Modeling Binary Data

Object-Role Modeling Workbook: Data Modeling Exercises using ORM and NORMA  eBooks & eLearning

Posted by AlenMiler at Dec. 25, 2015
Object-Role Modeling Workbook: Data Modeling Exercises using ORM and NORMA

Object-Role Modeling Workbook: Data Modeling Exercises using ORM and NORMA by Dr. Terry Halpin
English | Nov. 20, 2015 | ISBN: 1634621042 | 200 Pages | AZW3/PDF (conv) | 48.19 MB

Object-Role Modeling (ORM) is a fact-based approach to data modeling that expresses the information requirements of any business domain simply in terms of objects that play roles in relationships.

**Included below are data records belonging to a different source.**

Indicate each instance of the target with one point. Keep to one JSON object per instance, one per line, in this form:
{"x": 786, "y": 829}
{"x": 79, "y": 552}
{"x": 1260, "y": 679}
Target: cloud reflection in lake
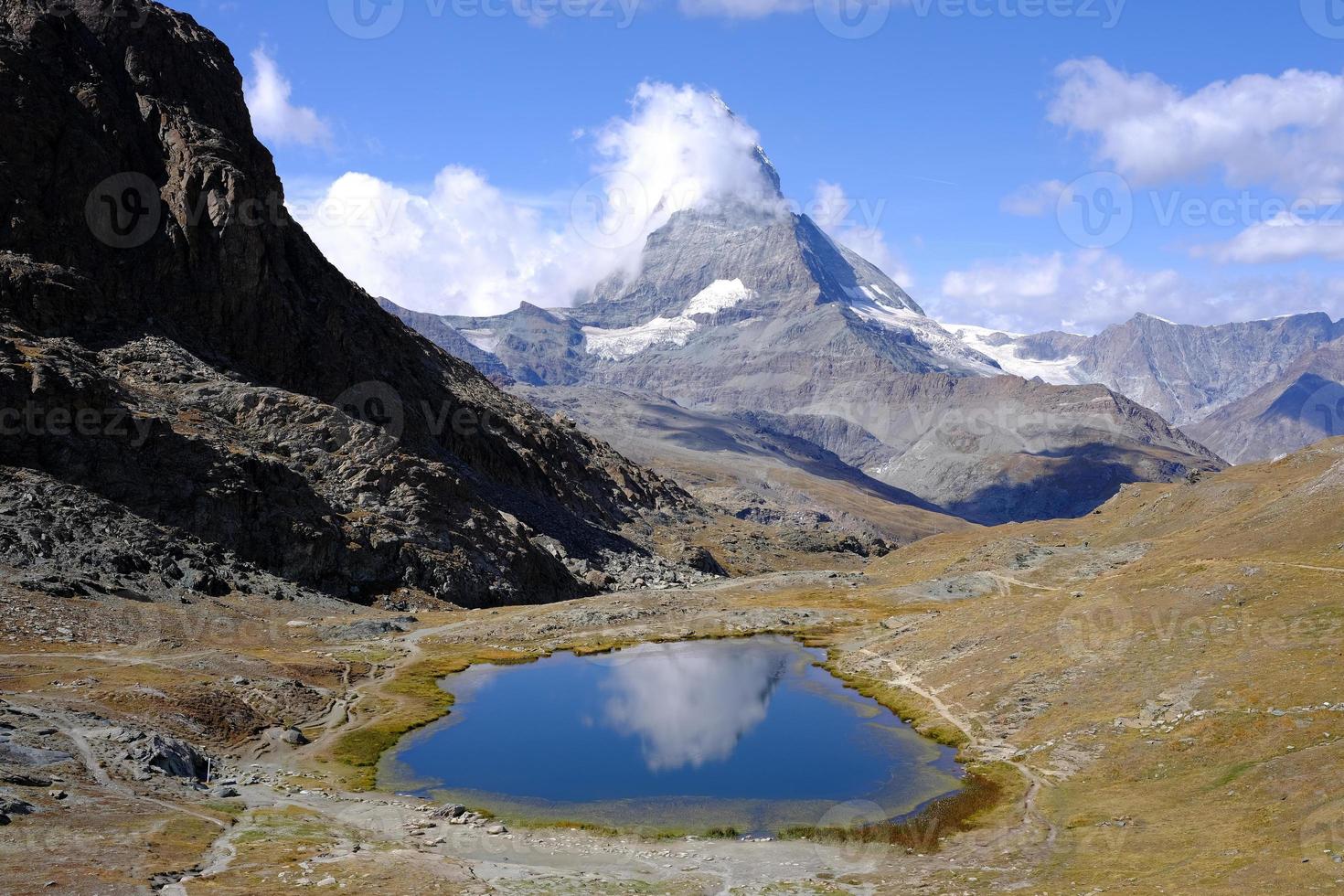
{"x": 689, "y": 707}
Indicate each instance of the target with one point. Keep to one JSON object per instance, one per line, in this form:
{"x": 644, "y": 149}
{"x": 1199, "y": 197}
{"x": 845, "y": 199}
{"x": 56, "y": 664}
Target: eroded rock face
{"x": 176, "y": 352}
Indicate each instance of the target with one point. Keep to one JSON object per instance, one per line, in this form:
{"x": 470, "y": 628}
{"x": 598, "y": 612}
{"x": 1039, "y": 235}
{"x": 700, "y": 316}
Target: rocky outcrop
{"x": 206, "y": 394}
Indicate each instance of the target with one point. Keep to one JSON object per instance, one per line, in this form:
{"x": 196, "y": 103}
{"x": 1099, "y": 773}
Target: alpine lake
{"x": 748, "y": 735}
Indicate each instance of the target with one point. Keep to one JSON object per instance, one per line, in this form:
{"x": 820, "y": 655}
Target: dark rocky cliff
{"x": 177, "y": 355}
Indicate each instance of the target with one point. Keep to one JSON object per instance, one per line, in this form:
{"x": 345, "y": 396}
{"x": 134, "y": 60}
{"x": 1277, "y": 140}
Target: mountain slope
{"x": 283, "y": 429}
{"x": 1301, "y": 407}
{"x": 737, "y": 309}
{"x": 1183, "y": 372}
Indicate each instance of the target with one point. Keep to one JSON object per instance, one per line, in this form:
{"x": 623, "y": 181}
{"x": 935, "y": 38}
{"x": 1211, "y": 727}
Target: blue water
{"x": 743, "y": 731}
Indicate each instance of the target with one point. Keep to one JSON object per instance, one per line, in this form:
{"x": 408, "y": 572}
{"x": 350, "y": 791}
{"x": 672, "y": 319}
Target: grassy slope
{"x": 1195, "y": 602}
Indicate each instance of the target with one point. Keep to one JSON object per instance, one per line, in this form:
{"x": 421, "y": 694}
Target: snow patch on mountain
{"x": 981, "y": 338}
{"x": 874, "y": 304}
{"x": 718, "y": 295}
{"x": 615, "y": 344}
{"x": 481, "y": 338}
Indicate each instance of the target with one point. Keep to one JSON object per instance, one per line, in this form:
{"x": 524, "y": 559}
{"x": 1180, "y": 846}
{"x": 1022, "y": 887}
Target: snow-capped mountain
{"x": 746, "y": 308}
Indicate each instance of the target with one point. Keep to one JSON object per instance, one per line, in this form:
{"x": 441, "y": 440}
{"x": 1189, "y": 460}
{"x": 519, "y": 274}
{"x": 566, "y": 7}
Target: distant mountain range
{"x": 1249, "y": 391}
{"x": 757, "y": 315}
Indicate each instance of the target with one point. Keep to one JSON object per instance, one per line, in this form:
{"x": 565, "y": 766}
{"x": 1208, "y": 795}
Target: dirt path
{"x": 997, "y": 750}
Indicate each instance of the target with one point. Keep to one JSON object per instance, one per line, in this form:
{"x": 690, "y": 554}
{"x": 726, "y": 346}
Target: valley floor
{"x": 1157, "y": 688}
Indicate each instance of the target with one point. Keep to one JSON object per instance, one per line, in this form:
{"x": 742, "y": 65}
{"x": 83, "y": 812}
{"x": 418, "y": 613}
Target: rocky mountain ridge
{"x": 738, "y": 311}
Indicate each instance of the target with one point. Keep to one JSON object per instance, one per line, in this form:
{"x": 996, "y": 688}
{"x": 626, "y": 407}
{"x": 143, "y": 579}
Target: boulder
{"x": 294, "y": 738}
{"x": 172, "y": 756}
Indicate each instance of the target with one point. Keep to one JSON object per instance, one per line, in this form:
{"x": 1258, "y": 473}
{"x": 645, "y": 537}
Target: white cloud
{"x": 465, "y": 248}
{"x": 680, "y": 148}
{"x": 854, "y": 225}
{"x": 1089, "y": 291}
{"x": 1034, "y": 200}
{"x": 1257, "y": 129}
{"x": 274, "y": 119}
{"x": 1281, "y": 240}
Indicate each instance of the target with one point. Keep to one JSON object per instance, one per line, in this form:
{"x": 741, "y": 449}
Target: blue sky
{"x": 945, "y": 129}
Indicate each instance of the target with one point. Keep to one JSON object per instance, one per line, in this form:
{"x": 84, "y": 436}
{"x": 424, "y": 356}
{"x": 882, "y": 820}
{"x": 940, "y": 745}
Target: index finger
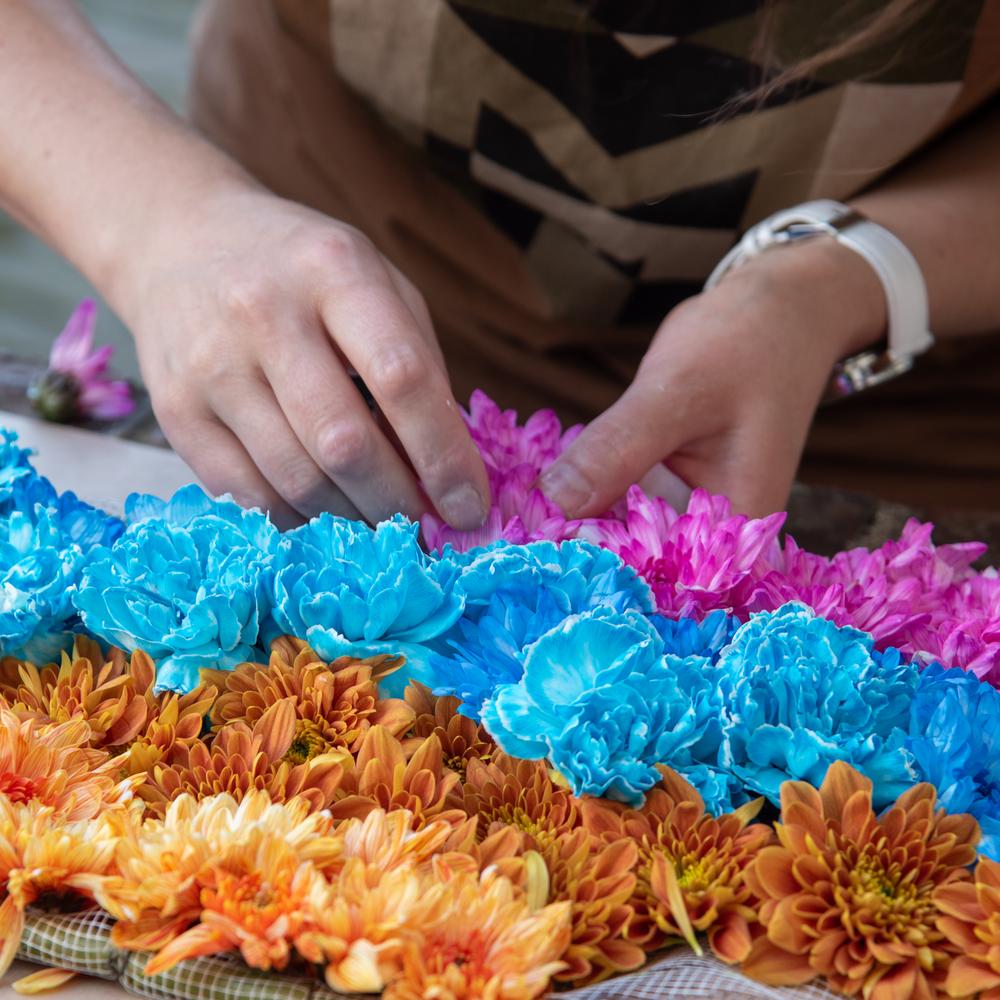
{"x": 378, "y": 334}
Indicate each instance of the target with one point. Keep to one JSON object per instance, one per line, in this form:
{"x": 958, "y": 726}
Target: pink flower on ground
{"x": 696, "y": 562}
{"x": 77, "y": 384}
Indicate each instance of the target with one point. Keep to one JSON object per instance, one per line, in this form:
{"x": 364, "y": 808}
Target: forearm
{"x": 946, "y": 208}
{"x": 88, "y": 157}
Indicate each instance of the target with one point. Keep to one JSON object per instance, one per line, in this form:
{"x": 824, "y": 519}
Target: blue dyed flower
{"x": 39, "y": 571}
{"x": 687, "y": 637}
{"x": 15, "y": 464}
{"x": 514, "y": 594}
{"x": 576, "y": 574}
{"x": 955, "y": 741}
{"x": 349, "y": 588}
{"x": 191, "y": 591}
{"x": 799, "y": 692}
{"x": 603, "y": 702}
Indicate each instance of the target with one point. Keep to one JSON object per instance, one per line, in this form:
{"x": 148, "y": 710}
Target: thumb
{"x": 614, "y": 451}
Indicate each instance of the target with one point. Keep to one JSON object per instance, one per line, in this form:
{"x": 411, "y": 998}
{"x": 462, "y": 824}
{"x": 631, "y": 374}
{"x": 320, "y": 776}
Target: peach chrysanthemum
{"x": 383, "y": 778}
{"x": 484, "y": 939}
{"x": 363, "y": 922}
{"x": 335, "y": 703}
{"x": 851, "y": 896}
{"x": 256, "y": 901}
{"x": 240, "y": 759}
{"x": 388, "y": 840}
{"x": 598, "y": 880}
{"x": 461, "y": 739}
{"x": 507, "y": 792}
{"x": 46, "y": 860}
{"x": 691, "y": 869}
{"x": 971, "y": 922}
{"x": 53, "y": 764}
{"x": 165, "y": 864}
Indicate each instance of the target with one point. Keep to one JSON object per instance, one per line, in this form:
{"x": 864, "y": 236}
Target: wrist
{"x": 833, "y": 289}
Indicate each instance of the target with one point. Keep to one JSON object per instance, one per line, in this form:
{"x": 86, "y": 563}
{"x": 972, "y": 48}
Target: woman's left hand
{"x": 727, "y": 391}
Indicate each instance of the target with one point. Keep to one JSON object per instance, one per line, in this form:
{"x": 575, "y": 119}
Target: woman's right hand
{"x": 250, "y": 314}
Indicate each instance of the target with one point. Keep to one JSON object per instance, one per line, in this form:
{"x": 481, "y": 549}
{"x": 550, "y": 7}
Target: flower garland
{"x": 537, "y": 754}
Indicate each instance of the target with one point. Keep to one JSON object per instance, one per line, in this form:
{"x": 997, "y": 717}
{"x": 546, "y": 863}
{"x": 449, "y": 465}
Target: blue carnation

Modeling Binary Correlated Responses using SAS, SPSS and R  eBooks & eLearning

Posted by arundhati at Dec. 1, 2015
Modeling Binary Correlated Responses using SAS, SPSS and R

Jeffrey Wilson, Kent A. Lorenz, "Modeling Binary Correlated Responses using SAS, SPSS and R"
2015 | ISBN-10: 3319238043 | 400 pages | PDF | 4 MB
Meta-analysis of Binary Data Using Profile Likelihood (Chapman & Hall/CRC Interdisciplinary Statistics) by Dankmar Bohning

Meta-analysis of Binary Data Using Profile Likelihood (Chapman & Hall/CRC Interdisciplinary Statistics) by Dankmar Bohning
English | Mar 27, 2008 | ISBN: 1584886307 | 207 Pages | PDF | 1 MB

Providing reliable information on an intervention effect, meta-analysis is a powerful statistical tool for analyzing and combining results from individual studies.

Empirical Modeling and Data Analysis for Engineers and Applied Scientists  eBooks & eLearning

Posted by AvaxGenius at June 7, 2018
Empirical Modeling and Data Analysis for Engineers and Applied Scientists

Empirical Modeling and Data Analysis for Engineers and Applied Scientists By Scott A. Pardo
English | EPUB | 2016 | 255 Pages | ISBN : 3319327674 | 6.38 MB

This textbook teaches advanced undergraduate and first-year graduate students in Engineering and Applied Sciences to gather and analyze empirical observations (data) in order to aid in making design decisions.

Modeling with Data: Tools and Techniques for Scientific Computing (Repost)  eBooks & eLearning

Posted by step778 at Jan. 22, 2018
Modeling with Data: Tools and Techniques for Scientific Computing (Repost)

Ben Klemens, "Modeling with Data: Tools and Techniques for Scientific Computing"
2008 | pages: 471 | ISBN: 069113314X | PDF | 3,7 mb

Introduction to Prescriptive Modeling for Data Science  eBooks & eLearning

Posted by naag at July 25, 2017
Introduction to Prescriptive Modeling for Data Science

Introduction to Prescriptive Modeling for Data Science
MP4 | Video: AVC 1920x1080 | Audio: AAC 48KHz 2ch | Duration: 33M | 966 MB
Genre: eLearning | Language: English

Modeling Longitudinal Data  eBooks & eLearning

Posted by AvaxGenius at May 8, 2017
Modeling Longitudinal Data

Modeling Longitudinal Data By Robert E. Weiss
English | PDF | 2005 | 445 Pages | ISBN : 0387402713 | 3 MB

Longitudinal data are ubiquitous across Medicine, Public Health, Public Policy, Psychology, Political Science, Biology, Sociology and Education, yet many longitudinal data sets remain improperly analyzed. This book teaches the art and statistical science of modern longitudinal data analysis. The author emphasizes specifying, understanding, and interpreting longitudinal data models.

Binary Data Matrix Cube  Graphics

Posted by mposterz at May 3, 2017
Binary Data Matrix Cube

Binary Data Matrix Cube
MOV | 676 MB
Biomechanics of the Musculoskeletal System: Modeling of Data Uncertainty and Knowledge (repost)

Biomechanics of the Musculoskeletal System: Modeling of Data Uncertainty and Knowledge (FOCUS Series) by Tien Tua Dao and Marie-Christine Ho Ba Tho
English | 2014 | ISBN: 1848216025 | 176 pages | PDF | 3 MB

Empirical Modeling and Data Analysis for Engineers and Applied Scientists  eBooks & eLearning

Posted by naag at April 17, 2017
Empirical Modeling and Data Analysis for Engineers and Applied Scientists

Empirical Modeling and Data Analysis for Engineers and Applied Scientists by Scott Pardo
English | 25 July 2016 | ISBN: 3319327674 | 264 Pages | EPUB | 3.96 MB

This textbook teaches advanced undergraduate and first-year graduate students in Engineering and Applied Sciences to gather and analyze empirical observations (data) in order to aid in making design decisions.